Solutions such as machine learning feed off the questions being asked of them and the data being presented as a result. Without the initial culture geared up to not only ask the right questions but push towards achievable and clear goals on the sustainability front, the tech simply won’t be able to perform to its highest standard.

2. Aging Infrastructure Needs an Upgrade: Tech to the Rescue 

A common trend across all industries has been the collection of masses of data with no intended purpose thereafter. Businesses have rushed to collect more data without a structure in place to enable the sector to put it to good use—which works against the concept of sustainability. 

For example, companies spend extra time and money to keep up with their own data deluge as it comes out the other side of the automation filter—be it a new data scientist hire or additional technology to try and better connect functions. It derives from a misunderstanding of the tech that has been deployed initially to theoretically do all this hard work for them—namely, AI.

When it comes to optimizing existing EUR assets, it is what companies do with this data that will optimize sustainability efforts. The electrification from renewables provides a sustainable energy solution, but it also poses challenges around resilience. 

According to the Department of Energy, currently, a large portion of the electricity infrastructure in the US is over 50 years old after being built in the 1960s and 1970s. While renewables provide an opportunity to update and build the grid back better, the short-term reality will see the lifetime of existing aging assets needing to extend further, demanding robust maintenance and monitoring to remain reliable and safe.  

Data-Driven Lifetime Optimization 

The key to asset lifetime optimization lives within the data—collected via sensors, scanners, or customer demand reports. When data is coupled with AI-based predictive analytics, organizations can make confident investment decisions on the most critical areas of the business. 

AI-enabled data analytics capabilities work dynamically and autonomously to pull data and enable users to leverage insights at the right time for continuous improvement. While ensuring the health of assets, it can also correlate historic operating temperature, pressure, and maintenance data with outages, revealing the most uptime-critical assets and helping to plan appropriate condition-based maintenance.

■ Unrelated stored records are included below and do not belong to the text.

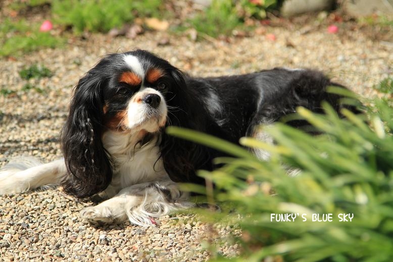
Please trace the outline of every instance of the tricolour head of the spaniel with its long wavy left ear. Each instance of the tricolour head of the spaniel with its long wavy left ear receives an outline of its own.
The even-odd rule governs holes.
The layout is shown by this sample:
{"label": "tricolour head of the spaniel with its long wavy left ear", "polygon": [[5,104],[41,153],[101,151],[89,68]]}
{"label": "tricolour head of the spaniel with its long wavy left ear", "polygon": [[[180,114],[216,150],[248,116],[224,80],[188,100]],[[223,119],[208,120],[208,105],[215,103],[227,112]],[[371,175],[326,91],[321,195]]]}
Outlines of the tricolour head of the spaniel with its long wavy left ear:
{"label": "tricolour head of the spaniel with its long wavy left ear", "polygon": [[[111,156],[102,141],[105,131],[158,133],[169,124],[188,127],[187,97],[183,74],[148,51],[103,58],[79,80],[61,133],[70,174],[62,182],[65,191],[84,197],[111,182]],[[169,158],[163,151],[170,150],[171,142],[162,138],[164,158]]]}

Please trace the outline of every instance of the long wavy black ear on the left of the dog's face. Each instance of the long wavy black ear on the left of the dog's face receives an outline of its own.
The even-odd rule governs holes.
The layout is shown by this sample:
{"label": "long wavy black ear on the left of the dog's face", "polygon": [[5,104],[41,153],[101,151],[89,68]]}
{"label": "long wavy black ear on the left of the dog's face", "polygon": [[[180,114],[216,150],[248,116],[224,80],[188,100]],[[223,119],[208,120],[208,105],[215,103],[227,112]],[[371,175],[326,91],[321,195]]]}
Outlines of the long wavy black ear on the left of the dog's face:
{"label": "long wavy black ear on the left of the dog's face", "polygon": [[66,193],[77,197],[98,193],[112,180],[110,158],[101,139],[102,88],[107,84],[102,74],[96,66],[79,80],[61,131],[61,147],[69,173],[61,185]]}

3. There’s No Avoiding ESG Reporting 

A growing market differentiator is the need to not only become more efficient but also clearly and outwardly display how the company is financially, socially, and environmentally sustainable. Customers seek transparency in the products and services they purchase and demand to know more about how their service providers are being run. 

The same transparency levels apply to other business stakeholders. In a recent EY survey, 90% of global investors revise investments if companies do not at least consider environmental, sustainable, and governance (ESG) criteria within their business model. 

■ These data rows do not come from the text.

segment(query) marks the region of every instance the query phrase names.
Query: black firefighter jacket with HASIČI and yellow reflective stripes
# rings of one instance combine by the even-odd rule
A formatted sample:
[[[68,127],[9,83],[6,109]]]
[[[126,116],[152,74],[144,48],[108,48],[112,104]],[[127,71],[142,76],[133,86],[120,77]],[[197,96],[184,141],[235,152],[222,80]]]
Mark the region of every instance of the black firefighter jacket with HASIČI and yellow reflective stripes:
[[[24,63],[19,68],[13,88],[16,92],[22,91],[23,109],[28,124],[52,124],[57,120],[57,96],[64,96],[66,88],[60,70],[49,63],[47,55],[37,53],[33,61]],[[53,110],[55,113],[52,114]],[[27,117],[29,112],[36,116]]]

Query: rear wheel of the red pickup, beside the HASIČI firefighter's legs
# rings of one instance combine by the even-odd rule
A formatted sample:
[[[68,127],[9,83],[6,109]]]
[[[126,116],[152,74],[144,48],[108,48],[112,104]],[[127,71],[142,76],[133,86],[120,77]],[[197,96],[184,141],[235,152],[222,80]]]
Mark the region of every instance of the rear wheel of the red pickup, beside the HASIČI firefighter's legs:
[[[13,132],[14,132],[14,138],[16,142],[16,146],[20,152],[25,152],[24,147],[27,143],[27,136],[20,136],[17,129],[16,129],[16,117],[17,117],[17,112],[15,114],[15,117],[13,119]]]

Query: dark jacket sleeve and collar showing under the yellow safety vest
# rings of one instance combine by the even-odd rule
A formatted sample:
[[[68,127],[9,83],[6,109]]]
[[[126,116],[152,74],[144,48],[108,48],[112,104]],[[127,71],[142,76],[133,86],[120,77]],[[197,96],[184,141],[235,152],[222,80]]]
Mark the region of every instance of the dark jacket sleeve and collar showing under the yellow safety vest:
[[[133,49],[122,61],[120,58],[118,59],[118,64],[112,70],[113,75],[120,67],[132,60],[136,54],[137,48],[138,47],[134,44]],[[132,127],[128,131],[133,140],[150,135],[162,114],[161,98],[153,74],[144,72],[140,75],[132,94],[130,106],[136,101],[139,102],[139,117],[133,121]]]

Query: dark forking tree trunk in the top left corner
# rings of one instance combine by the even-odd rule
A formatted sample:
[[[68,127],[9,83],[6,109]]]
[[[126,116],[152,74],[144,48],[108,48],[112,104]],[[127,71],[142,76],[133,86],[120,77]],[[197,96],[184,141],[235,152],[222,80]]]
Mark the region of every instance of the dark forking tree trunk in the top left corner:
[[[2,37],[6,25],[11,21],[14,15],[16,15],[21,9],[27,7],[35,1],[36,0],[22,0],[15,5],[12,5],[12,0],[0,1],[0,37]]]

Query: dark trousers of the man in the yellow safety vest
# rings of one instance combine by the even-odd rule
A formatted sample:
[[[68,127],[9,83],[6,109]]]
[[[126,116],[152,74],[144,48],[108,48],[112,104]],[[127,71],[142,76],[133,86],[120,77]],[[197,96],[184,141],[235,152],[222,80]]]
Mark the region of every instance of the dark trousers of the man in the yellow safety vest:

From a reporting perspective, regulators are likely to request more audits and reviews for sustainability reasons—this is where AI-driven data collection and analysis will be vital in producing these records. Ultimately, sustainability at the back end needs to be visible, transparent, and auditable, which, of course, can only be achieved if the initial goals are equally clear and laid out from the beginning.

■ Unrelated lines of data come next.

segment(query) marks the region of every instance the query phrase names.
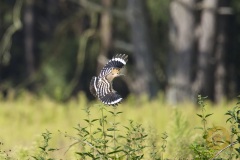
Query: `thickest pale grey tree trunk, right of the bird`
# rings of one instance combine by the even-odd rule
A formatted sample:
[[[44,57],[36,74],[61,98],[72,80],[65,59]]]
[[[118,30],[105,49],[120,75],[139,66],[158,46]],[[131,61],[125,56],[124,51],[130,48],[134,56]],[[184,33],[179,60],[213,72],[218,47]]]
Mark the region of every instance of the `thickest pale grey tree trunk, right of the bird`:
[[[167,101],[175,104],[192,99],[191,68],[194,54],[195,0],[170,3],[170,53],[168,63]]]

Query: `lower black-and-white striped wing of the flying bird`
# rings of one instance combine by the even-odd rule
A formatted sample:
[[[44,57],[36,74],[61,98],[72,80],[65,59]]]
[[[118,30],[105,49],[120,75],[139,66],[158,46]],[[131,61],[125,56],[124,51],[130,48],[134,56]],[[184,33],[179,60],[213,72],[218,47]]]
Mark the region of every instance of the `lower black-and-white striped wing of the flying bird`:
[[[105,77],[98,81],[97,96],[106,105],[114,106],[122,101],[122,97],[112,89],[112,84]]]

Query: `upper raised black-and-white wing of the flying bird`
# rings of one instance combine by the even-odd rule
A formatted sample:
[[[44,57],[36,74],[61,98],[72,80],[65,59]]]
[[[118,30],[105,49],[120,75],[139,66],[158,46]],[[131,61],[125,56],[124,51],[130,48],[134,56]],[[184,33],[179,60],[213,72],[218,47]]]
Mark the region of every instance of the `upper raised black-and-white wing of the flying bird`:
[[[113,68],[123,68],[128,61],[128,55],[126,54],[117,54],[101,70],[99,77],[105,77],[109,73],[111,73]]]

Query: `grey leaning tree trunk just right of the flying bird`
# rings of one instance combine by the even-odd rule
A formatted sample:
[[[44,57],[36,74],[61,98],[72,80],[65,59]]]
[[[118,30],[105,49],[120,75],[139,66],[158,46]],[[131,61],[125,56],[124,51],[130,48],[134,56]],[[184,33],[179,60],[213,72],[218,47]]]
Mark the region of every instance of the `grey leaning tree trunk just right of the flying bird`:
[[[147,8],[145,0],[128,0],[127,18],[131,28],[133,43],[133,59],[135,68],[131,80],[132,92],[136,95],[148,95],[150,98],[157,93],[157,84],[153,71],[152,48],[147,26]]]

The Future of EUR Needs a Robust Solution 

There’s nowhere to hide in the ESG race and the reality is that there is no coincidence or foregone conclusion when it comes to the upshots of automation tools. AI and automation can play a transformative role in data collection and analysis that can aid better ESG reporting, track sustainability progress, and satisfy stakeholders within the entire business. 

About the Author

Carol Johnston is a visionary in mobile workforce management technologies for the industry. For over twenty years, she has successfully guided product marketing and product management for energy technology leaders, including IFS, Clevest, ABB Software, and Itron, identifying and developing emerging technologies to help energy organizations and utilities deliver safe and reliable services.